Apakah koperasi yang memiliki cita-cita mulia menyejahterakan masyarakat dapat
terwujud? Bagaimana prospek koperasi Indonesia ke depan dan bagaimana pula
tantangannya?
Tantangan
globalisasi ditandai dengan adanya pergerakan barang, modal dan uang dengan
bebas dan perlakuan terhadap pelaku ekonomi sendiri dan asing (luar negeri)
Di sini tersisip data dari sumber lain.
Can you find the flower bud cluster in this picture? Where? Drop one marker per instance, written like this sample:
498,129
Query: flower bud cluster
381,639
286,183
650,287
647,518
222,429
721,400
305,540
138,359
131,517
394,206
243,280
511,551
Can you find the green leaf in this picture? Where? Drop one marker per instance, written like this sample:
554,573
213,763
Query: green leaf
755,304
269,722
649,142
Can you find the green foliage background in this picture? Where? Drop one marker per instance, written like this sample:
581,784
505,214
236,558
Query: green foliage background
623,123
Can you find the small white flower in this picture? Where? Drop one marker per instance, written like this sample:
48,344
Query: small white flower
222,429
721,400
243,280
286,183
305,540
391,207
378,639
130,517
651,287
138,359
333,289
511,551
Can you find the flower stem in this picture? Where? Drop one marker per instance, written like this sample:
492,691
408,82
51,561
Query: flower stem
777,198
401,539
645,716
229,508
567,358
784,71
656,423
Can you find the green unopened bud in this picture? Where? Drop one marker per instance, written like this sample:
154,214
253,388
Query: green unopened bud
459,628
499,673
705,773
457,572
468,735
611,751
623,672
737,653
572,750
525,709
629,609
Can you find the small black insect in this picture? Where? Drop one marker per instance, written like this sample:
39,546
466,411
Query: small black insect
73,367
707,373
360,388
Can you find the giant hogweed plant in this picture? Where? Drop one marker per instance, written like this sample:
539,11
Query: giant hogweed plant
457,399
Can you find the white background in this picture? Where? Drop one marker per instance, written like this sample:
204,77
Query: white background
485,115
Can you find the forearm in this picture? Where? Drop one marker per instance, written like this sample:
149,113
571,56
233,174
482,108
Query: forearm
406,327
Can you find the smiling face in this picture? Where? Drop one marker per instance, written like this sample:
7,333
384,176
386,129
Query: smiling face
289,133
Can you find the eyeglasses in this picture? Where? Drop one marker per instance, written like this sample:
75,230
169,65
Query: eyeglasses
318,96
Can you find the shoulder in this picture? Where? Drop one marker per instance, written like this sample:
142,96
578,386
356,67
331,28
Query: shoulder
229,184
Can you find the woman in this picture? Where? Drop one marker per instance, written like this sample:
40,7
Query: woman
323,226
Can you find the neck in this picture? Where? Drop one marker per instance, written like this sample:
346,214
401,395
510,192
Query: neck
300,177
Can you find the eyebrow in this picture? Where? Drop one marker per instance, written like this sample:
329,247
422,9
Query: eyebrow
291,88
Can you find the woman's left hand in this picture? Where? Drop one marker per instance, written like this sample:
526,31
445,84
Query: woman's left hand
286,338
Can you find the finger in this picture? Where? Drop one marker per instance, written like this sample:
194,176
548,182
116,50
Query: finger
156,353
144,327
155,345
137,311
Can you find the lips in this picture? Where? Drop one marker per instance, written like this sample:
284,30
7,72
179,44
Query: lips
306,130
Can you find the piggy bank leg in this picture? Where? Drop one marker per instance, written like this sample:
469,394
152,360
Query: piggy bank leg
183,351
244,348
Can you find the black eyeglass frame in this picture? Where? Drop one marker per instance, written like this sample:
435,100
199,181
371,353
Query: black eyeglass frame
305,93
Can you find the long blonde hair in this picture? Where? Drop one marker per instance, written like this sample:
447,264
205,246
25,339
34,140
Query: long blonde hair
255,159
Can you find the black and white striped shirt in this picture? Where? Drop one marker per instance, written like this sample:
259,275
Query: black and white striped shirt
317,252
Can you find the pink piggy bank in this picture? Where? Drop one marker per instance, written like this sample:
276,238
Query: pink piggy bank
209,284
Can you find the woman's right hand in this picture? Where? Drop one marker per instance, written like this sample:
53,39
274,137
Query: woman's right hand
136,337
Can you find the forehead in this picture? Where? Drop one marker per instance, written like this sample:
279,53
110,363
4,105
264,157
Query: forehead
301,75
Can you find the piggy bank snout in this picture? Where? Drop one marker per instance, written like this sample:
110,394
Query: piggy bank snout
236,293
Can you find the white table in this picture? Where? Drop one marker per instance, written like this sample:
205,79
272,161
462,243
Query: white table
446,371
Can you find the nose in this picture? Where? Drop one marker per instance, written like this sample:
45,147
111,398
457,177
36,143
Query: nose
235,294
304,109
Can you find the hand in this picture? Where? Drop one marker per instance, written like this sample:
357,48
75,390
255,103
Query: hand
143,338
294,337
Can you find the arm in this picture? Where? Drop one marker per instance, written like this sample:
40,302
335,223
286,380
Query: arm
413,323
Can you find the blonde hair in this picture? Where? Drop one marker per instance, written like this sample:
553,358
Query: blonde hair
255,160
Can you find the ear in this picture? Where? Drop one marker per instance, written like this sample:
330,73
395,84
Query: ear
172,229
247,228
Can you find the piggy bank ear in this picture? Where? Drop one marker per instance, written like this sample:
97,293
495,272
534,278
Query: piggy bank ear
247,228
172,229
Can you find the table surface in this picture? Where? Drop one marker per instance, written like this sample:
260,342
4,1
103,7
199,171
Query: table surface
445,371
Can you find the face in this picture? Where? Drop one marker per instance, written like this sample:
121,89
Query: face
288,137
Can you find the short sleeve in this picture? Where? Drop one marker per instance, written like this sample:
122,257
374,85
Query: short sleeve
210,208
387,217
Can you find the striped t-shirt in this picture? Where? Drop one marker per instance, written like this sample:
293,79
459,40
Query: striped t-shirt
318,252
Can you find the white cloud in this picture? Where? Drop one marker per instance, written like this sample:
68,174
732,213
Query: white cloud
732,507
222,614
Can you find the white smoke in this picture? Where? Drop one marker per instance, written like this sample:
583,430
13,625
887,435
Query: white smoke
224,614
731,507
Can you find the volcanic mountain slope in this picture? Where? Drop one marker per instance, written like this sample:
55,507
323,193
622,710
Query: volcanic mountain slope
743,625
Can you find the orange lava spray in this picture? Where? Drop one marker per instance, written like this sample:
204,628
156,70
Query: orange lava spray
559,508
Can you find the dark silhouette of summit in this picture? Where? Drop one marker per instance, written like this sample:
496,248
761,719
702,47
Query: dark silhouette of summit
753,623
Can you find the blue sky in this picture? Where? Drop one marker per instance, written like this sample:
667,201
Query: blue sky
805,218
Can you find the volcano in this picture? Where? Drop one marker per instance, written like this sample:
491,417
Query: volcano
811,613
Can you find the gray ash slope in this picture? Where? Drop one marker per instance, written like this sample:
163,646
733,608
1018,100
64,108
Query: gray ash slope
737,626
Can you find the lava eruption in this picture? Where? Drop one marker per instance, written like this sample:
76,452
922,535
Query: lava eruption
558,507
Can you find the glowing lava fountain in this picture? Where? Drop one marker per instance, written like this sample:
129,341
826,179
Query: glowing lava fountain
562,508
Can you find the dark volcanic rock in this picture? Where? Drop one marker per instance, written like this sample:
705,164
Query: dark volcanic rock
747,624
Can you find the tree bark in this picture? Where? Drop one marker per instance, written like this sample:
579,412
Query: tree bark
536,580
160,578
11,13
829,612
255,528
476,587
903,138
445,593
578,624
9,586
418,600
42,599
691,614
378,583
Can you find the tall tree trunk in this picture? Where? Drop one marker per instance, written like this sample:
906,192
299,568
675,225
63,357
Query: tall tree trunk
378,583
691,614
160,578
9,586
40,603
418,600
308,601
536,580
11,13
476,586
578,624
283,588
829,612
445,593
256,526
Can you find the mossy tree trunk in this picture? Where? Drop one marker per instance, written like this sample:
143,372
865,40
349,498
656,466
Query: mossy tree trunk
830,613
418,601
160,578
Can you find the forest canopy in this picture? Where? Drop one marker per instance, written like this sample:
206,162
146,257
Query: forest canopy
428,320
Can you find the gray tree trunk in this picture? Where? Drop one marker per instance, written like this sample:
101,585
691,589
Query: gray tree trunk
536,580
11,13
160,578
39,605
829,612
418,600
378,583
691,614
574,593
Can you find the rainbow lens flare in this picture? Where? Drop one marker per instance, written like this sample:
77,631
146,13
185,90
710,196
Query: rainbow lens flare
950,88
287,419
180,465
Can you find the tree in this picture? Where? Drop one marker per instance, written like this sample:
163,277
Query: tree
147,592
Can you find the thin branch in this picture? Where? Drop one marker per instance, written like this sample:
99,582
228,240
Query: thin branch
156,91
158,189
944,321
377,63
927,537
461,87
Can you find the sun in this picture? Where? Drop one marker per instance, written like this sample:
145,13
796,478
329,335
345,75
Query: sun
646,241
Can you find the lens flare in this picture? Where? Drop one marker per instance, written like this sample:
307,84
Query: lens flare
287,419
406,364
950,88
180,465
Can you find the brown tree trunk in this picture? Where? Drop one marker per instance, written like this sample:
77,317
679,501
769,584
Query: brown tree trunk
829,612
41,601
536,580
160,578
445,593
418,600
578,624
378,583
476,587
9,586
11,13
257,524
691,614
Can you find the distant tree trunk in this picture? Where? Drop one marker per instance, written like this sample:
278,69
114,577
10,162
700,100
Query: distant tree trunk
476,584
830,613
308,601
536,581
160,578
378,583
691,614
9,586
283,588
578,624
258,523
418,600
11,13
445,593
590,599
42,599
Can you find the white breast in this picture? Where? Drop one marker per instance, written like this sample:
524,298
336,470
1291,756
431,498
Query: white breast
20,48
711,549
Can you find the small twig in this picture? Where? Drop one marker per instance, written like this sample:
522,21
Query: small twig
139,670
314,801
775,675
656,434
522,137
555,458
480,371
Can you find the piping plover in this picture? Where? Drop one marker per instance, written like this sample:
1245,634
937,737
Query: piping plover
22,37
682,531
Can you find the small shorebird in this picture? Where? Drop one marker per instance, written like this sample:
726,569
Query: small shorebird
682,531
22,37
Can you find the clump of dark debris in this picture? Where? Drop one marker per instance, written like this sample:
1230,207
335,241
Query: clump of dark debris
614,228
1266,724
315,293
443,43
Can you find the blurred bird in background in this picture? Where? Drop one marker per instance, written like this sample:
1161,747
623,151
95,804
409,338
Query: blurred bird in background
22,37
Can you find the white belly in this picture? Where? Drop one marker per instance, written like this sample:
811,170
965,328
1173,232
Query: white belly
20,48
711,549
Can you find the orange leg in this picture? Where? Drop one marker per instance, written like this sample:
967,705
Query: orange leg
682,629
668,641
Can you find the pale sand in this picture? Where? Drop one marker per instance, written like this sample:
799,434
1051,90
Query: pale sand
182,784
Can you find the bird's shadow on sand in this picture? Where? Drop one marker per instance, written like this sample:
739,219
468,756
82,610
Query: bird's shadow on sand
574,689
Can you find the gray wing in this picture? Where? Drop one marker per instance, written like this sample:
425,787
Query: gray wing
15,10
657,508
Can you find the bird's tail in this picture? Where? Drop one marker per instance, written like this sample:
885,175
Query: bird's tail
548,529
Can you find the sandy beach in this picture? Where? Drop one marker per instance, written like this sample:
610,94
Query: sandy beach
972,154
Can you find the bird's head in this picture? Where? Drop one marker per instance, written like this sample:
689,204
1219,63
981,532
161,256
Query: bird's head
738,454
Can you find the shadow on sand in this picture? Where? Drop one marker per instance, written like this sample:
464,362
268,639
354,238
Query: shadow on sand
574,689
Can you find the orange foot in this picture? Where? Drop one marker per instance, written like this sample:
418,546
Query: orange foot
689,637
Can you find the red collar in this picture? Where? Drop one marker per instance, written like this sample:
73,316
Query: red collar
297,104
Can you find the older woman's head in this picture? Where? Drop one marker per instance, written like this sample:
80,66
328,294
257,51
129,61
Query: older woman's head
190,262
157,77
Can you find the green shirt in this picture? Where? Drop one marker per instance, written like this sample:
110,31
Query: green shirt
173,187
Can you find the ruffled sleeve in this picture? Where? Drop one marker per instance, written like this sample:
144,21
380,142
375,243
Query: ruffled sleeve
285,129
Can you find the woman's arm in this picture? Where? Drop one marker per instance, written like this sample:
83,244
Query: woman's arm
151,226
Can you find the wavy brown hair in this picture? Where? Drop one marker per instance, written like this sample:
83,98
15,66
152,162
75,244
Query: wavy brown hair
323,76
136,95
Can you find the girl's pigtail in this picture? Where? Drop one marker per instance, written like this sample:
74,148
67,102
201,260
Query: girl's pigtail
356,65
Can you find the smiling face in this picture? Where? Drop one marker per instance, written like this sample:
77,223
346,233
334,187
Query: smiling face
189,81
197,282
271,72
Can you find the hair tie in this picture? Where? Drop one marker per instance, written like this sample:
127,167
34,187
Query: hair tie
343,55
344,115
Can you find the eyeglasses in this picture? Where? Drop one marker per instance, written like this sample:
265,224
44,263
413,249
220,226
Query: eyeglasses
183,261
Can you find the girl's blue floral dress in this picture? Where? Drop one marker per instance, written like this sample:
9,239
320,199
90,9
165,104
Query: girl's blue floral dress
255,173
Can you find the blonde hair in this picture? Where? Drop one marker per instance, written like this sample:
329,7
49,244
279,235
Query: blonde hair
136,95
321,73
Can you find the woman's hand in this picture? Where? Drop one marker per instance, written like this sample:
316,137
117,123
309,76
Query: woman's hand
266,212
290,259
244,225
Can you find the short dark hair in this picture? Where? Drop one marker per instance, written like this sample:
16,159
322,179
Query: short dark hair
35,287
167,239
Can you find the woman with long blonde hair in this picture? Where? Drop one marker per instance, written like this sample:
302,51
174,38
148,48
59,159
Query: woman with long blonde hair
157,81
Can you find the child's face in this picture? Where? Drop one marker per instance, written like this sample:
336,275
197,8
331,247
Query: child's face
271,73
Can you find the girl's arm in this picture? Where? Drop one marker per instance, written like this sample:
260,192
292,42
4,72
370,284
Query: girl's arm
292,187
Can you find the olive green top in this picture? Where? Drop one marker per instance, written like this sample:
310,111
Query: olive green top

sama. Sehingga era globalisasi sering menjadi dilema bagi masyarakat,
pemerintah dan dunia usaha. Kita tidak bisa menghindar keberadaan globalisasi
di tengah-tengah masyarakat, yang bisa kita lakukan adalah mengantisipasi dan
mempersiapkan diri terhadap tantangan globalisasi. Para pelaku usaha khususnya
koperasi dan UMKM harus selalu siap dan antisipatif menghadapi globalisasi
ekonomi. Bukan mengeluh dan berteriak bahwa kita belum siap menghadapi
globalisasi tanpa ada usaha dan kerja keras. Berteriak dan mengeluh bukan
merupakan jalan keluar dari ancaman globalisasi.
Kontroversipun
muncul di kalangan akademisi, pengamat dan para pelaku bisnis. Ada yang
berteriak lantang, bahwa kita belum siap menghadapi perdagangan bebas dengan
Cina, namun anehnya setelah ditelusuri siapa yang berteriak lantang? Rupanya
berasal dari pengamat bukan pelaku bisnis.
Cukup
kita sadari bahwa globalisasi ekonomi telah menjadi sistem yang mendunia,
tetapi tetap saja bselalu ada kontroversi di dalamnya. Di satu sisi globalisasi
mempunyai dampak positif di antara pelaku-pelaku ekonomi dunia. Mereka meyakini
bahwa pasar terbuka, arus modal tanpa pembatas, akan memaksimalkan efisiensi
dan efektifitas ekonomi demi terwujudnya kesejahteraan untuk semua. Sebaliknya
di sisi lain kelompok anti globalisasi meyakini bahwa liberalisasi ekonomi
hanya akan menguntungkan yang kuat dan melumpuhkan yang lemah, menciptakan
kebangkrutan dan ketergantungan struktural negara berkembang atas negara
maju.
Untuk
itu globalisasi ekonomi haruslah disikapi dengan kritis, hati-hati, dan penuh
perhitungan. Seperti misalnya dampak perdagangan Indonesia dengan Cina pasca
ditetapkannya ACFTA, apakah membawa nikmat dan berkah atau membawa sengsara.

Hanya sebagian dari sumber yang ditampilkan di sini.